By Mark D. Hoadley, Contributing Writer

The Harvard Kennedy School announced yesterday that Liberian President Ellen Johnson-Sirleaf, the first elected female head of state in Africa, will deliver the school’s graduation speech on June 4.

Johnson-Sirleaf is a 1971 graduate of the school’s Mason Fellows Program, a mid-career masters in public administration. She has served as Liberian Finance Minister and held high-level positions at Citibank, the World Bank, and the United Nations Development Programme.

Kennedy School Dean David T. Ellwood ’75, who extended the formal offer, said doing so was an easy decision.

“[She] really does epitomize the best, in so many ways, of what we aspire to at the Kennedy School,” he said.

Johnson-Sirleaf addressed Harvard audiences in August 2005, during her presidential campaign, and in September 2006, just months after her inauguration.

Kennedy School Academic Dean Mary Jo Bane, who introduced Johnson-Sirleaf at the Institute of Politics’ John F. Kennedy Jr. Forum in 2006, is “very excited” to have the President back.

“She represents an aspiration for our students,” said Bane. “You can’t beat it.”

Second-year Kennedy School student Maureen “Molly” E. Kinder, who said she interned last summer in the Liberian Ministry of Finance, was equally enthusiastic. She said that Johnson-Sirleaf—the woman she calls her “hero”—received the interns warmly.

“The President arranged a private reception in her house for us,” she said. “Not long after we arrived she had dinner for us and we all got to meet her.”

Kinder lauded the quality policy discourse of Johnson-Sirleaf’s administration, saying her government counts many high-level academics and experienced world business leaders.

Her administrative dexterity has created optimism about the country’s future, according to Robert I. Rotberg, director of the Kennedy School’s Program on Intrastate Conflict, Conflict Prevention, and Conflict Resolution.

“She is successfully improving security, jump-starting the economy, transforming agriculture, and, most of all, giving her people a sense of hope after years of mayhem,” Rotberg said.

Johnson-Sirleaf has also set a precedent for collaboration between Harvard and Liberia.

Swanee Hunt, Director of the Kennedy School’s Women and Public Policy Program, said she has hosted Johnson-Sirleaf in her home during recent visits.
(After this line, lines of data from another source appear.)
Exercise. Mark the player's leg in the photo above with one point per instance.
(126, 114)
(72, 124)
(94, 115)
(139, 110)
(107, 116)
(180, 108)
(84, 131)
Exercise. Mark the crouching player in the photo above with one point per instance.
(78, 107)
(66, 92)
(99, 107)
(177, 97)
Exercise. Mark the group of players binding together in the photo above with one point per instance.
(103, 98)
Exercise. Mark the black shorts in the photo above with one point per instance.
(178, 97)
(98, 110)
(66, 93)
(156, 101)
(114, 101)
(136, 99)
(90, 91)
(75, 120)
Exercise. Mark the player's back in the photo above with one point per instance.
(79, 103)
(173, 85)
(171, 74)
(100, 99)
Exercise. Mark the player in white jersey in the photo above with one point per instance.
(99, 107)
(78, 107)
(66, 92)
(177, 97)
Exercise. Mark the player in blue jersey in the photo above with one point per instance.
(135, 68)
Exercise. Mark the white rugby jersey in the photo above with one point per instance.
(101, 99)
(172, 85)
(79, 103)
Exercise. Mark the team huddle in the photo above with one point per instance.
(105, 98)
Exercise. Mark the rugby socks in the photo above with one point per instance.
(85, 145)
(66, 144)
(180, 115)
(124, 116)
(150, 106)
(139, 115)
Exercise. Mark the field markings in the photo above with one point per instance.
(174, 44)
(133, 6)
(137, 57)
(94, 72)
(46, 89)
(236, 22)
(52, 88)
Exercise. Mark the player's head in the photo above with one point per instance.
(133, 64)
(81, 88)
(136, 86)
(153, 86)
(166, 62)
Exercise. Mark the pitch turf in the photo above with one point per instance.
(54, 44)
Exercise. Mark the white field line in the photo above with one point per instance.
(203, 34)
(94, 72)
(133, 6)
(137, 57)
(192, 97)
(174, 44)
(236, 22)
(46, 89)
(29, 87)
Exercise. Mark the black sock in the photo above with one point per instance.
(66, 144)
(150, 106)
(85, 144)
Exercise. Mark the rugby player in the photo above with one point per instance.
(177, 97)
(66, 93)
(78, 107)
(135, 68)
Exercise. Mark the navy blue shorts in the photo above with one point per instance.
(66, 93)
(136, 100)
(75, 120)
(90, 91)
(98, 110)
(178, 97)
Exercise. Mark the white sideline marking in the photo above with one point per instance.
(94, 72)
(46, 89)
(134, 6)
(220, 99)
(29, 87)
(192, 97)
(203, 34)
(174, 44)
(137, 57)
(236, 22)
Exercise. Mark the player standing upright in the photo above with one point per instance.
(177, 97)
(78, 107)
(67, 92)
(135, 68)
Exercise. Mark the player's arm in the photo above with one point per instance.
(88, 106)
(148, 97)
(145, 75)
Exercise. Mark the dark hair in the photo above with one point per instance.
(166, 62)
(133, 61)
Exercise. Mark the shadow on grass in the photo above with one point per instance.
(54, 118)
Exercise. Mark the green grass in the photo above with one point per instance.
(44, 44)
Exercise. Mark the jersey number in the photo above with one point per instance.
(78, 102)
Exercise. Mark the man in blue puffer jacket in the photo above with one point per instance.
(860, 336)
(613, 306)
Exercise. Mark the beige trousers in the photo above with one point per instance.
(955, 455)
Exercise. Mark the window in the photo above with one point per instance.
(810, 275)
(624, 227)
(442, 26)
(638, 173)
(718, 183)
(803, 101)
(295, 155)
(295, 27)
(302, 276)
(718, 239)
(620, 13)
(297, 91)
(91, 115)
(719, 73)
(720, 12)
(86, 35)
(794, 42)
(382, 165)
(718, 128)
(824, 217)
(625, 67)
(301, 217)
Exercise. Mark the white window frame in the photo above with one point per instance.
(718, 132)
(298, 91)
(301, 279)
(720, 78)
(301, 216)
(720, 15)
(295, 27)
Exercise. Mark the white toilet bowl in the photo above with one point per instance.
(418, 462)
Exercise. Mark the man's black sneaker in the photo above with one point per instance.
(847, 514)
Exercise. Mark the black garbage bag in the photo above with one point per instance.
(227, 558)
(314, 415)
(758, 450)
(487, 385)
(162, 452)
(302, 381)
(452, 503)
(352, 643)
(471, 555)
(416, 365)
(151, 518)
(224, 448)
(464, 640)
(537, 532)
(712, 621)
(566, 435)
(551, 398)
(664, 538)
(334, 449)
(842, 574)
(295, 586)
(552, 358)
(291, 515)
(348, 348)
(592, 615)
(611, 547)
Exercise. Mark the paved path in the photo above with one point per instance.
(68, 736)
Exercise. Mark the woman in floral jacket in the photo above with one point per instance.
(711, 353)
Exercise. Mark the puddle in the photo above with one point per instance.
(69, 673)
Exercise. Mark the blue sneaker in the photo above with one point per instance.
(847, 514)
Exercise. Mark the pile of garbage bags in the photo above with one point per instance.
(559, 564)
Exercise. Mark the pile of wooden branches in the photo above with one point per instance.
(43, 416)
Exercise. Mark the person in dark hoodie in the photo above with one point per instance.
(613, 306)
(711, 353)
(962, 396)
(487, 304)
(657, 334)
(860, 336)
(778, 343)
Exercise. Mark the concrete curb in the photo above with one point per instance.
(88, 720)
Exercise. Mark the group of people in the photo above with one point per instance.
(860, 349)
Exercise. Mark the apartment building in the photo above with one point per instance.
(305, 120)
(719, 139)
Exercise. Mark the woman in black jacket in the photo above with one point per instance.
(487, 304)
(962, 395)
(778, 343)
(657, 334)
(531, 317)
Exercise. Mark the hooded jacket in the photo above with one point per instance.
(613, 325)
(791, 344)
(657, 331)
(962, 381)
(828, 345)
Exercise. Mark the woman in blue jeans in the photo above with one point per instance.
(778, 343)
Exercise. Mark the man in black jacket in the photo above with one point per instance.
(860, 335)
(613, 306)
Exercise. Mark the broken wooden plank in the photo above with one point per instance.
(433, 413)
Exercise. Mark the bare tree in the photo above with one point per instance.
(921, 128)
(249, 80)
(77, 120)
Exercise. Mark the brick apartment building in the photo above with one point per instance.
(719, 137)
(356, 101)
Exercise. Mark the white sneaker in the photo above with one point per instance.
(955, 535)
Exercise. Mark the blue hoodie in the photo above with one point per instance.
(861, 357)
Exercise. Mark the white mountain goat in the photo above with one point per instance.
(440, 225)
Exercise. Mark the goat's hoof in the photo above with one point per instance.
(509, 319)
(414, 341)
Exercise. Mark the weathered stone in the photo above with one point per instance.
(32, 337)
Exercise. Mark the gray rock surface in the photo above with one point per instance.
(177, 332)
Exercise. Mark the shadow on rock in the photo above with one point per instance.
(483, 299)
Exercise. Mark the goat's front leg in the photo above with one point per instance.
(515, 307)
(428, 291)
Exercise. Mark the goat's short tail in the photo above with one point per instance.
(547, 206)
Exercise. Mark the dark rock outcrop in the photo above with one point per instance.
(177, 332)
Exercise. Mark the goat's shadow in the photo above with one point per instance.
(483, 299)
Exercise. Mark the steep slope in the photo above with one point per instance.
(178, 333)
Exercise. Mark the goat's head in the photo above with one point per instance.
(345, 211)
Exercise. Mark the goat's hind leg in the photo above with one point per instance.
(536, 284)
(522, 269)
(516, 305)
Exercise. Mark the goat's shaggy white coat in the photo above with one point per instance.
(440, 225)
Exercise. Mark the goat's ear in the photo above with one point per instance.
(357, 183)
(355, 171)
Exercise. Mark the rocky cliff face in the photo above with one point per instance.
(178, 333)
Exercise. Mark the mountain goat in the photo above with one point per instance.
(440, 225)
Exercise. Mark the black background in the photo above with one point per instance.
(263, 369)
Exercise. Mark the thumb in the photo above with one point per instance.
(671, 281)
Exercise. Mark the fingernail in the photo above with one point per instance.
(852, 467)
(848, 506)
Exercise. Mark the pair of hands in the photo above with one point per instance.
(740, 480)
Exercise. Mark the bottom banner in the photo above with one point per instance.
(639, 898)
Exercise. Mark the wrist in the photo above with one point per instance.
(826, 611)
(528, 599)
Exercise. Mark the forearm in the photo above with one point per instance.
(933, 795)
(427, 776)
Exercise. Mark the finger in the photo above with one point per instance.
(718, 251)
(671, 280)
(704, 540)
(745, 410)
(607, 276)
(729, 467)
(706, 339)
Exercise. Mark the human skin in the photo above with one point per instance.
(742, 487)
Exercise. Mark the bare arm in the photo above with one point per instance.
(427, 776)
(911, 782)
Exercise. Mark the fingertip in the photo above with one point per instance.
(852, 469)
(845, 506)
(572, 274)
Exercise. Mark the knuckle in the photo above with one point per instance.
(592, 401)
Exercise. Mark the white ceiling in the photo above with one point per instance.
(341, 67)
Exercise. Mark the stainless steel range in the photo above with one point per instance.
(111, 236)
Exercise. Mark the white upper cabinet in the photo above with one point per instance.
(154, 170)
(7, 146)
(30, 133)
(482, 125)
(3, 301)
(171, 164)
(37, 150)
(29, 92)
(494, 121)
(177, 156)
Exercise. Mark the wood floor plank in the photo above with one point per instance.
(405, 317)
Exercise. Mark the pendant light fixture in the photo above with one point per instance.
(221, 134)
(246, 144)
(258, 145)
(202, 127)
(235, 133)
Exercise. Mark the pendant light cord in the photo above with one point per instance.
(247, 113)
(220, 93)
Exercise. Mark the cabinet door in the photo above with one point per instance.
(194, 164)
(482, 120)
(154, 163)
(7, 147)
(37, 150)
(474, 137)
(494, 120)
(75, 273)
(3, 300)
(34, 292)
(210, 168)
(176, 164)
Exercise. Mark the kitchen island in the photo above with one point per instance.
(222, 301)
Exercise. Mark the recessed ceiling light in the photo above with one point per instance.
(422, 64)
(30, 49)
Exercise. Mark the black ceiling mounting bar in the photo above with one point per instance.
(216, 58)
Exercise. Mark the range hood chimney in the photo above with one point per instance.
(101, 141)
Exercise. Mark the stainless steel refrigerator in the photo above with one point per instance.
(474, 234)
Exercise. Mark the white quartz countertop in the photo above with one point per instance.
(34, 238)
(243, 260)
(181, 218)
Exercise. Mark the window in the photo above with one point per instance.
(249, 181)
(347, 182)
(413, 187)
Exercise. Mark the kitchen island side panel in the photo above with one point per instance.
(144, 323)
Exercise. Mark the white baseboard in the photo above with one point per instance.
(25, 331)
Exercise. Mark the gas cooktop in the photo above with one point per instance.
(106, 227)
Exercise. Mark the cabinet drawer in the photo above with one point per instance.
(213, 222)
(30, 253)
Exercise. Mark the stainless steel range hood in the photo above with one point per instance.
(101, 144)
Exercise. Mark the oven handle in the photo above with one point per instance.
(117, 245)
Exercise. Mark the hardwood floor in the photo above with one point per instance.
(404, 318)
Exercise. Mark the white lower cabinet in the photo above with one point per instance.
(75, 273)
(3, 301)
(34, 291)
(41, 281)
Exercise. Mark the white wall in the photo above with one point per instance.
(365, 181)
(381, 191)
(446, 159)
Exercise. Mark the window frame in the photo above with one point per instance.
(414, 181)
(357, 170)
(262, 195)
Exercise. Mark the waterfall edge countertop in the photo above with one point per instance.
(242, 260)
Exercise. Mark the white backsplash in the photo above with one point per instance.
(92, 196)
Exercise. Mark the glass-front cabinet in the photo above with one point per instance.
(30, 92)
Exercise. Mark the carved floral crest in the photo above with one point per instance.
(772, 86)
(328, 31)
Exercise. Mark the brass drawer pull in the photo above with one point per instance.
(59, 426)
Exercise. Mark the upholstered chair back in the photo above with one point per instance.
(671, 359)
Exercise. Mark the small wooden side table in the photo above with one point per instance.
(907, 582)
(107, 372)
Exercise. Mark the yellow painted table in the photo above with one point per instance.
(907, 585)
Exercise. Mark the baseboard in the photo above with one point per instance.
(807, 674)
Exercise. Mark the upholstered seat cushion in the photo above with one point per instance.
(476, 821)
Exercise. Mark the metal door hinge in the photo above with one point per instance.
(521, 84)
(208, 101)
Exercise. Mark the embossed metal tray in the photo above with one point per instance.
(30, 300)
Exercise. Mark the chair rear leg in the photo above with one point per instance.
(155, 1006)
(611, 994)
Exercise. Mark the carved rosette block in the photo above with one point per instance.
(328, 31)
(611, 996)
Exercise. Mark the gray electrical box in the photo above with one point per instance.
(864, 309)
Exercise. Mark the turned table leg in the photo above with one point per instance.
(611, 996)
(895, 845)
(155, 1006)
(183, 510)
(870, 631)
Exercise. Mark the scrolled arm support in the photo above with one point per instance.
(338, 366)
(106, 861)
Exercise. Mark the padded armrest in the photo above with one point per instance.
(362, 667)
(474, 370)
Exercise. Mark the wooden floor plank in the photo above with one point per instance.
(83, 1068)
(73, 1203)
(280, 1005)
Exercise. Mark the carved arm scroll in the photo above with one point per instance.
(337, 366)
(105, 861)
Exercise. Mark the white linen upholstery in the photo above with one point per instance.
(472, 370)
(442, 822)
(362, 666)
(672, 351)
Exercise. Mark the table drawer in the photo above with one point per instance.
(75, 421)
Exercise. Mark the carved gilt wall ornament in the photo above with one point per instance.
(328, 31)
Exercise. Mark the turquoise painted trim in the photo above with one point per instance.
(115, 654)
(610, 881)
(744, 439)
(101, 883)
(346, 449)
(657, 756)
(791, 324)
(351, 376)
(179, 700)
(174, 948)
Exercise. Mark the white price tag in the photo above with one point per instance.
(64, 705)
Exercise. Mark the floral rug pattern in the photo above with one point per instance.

Hunt said that a stream of Harvard professors conferred with the President.

“She was holding court in our room,” Hunt said.

Last year’s speaker, Pulitzer Prize-winning New York Times reporter and former Crimson editor Nicholas D. Kristof ’82, further praised the choice.

“She’s a terrific choice because nobody has faced a tougher challenge in administering a country, and so far, she’s doing a great job at an impossible task,” he said.